The statement continues: “He did not take any hard copies of emails with him when he left office and has no record of the emails. They were all unclassified and mostly of a housekeeping nature. He came into office encouraging the use of emails as a way of getting the staff to embrace the new 21st information world.”
And...
“I don’t have any to turn over. I did not keep a cache of them. I did not print them off. I do not have thousands of pages somewhere in my personal files,” Powell said on ABC’s “This Week.” “A lot of the emails that came out of my personal account went into the State Department system. They were addressed to State Department employees and state.gov domain, but I don’t know if the servers in the State Department captured those or not.”
All of this simply bolster Brazille's argument that the Select Committee's focus and goals are all about defeating Hillary Clinton, not about getting out what really did happen in the Benghazi attack or else even many of these facts, many of which can be found
on wikipedia, would be far more common knowledge.
The committee has been supposedly trying to scour Clinton's emails to find some information that contradicts her previous testimony or indicates she or the president influenced Ambassador Rice's connection of the attack to an Anti-Islam video even though Rice never actually made that connection, and what she did say was based on what the intelligence community had, as a group, approved for unclassified dissemination at that time. The fact that better information became available later, is not her or Hillary Clinton's fault. We still to this very day don't exactly know who was involved in the attack and why as no terrorist organization ever took credit for it.

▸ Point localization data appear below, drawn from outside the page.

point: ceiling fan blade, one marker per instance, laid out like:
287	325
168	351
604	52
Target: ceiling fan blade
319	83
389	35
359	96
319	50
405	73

It's been almost 3 years and Congress has spent more time investigating Clinton and what was said on TV and in emails after this tragic attack where 4 Americans died than they did examining how Colin Powell ended up in front of the U.N. claiming that Iraq had Anthrax viles, mobile labs, yellowcake uranium and aluminum tubes for centerfuges that were in fact a total fantasy that ultimately led to the death of 4,000 U.S. service men. Somehow I think priorities are distinctively out of whack here.